3. The attempt at a solution
This doesn't bode well with me. Simply don't get it. Please shed some light on this for me

2. Dec 17, 2007

HallsofIvy

Staff Emeritus
What do you mean by "normalizing"? At first, I thought you meant dividing by its length to get a unit vector. But of course T'(t) itself is not necessarily a unit vector.
Do you mean simply show that ||T(x) x T'||= ||T'(t)||? That's easy:

T(t) is, by definition, the unit vector in the direction of of the curve, r(t).

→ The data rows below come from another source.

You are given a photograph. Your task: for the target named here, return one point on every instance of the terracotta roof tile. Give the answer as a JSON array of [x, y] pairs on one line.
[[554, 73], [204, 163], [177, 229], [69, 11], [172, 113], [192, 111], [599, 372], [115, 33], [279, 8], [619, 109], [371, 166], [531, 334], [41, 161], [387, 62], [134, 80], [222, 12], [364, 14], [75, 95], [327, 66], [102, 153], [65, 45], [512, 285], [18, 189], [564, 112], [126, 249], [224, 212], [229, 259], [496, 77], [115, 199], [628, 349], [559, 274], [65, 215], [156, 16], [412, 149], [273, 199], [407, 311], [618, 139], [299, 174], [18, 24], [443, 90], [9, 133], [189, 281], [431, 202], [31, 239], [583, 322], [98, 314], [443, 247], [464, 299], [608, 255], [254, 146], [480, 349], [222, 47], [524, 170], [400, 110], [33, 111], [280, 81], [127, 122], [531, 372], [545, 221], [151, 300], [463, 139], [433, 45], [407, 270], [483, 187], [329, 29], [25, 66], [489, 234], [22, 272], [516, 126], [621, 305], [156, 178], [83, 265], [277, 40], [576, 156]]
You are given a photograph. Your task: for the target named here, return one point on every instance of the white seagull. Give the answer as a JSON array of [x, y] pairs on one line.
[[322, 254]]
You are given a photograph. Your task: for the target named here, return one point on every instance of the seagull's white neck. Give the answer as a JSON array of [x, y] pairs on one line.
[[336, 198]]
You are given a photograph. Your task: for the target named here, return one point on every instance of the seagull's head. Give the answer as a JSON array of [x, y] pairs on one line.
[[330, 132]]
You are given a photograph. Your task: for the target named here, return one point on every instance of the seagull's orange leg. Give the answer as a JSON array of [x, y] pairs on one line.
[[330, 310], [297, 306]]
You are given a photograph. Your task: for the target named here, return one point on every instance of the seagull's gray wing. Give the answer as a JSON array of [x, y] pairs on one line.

Since it has constant length, its derivative, T'(t), is perpendicular to T(t). In general the cross product of two vectors, u and v, has length $||u||||v||cos(\theta)$ where $\theta$ is the angle between u and v. Here, ||T(t)||= 1 and $\theta= \pi/2$ . Put those into the formula for the length of T(t) x T'(t).

3. Dec 17, 2007

issisoccer10

thanks soo much...I think you mean ||u||||v||sin(theta) but i get it.

4. Dec 17, 2007

HallsofIvy

Staff Emeritus
Oh dear! Yes, of course it was supposed to be $sin(\theta)$.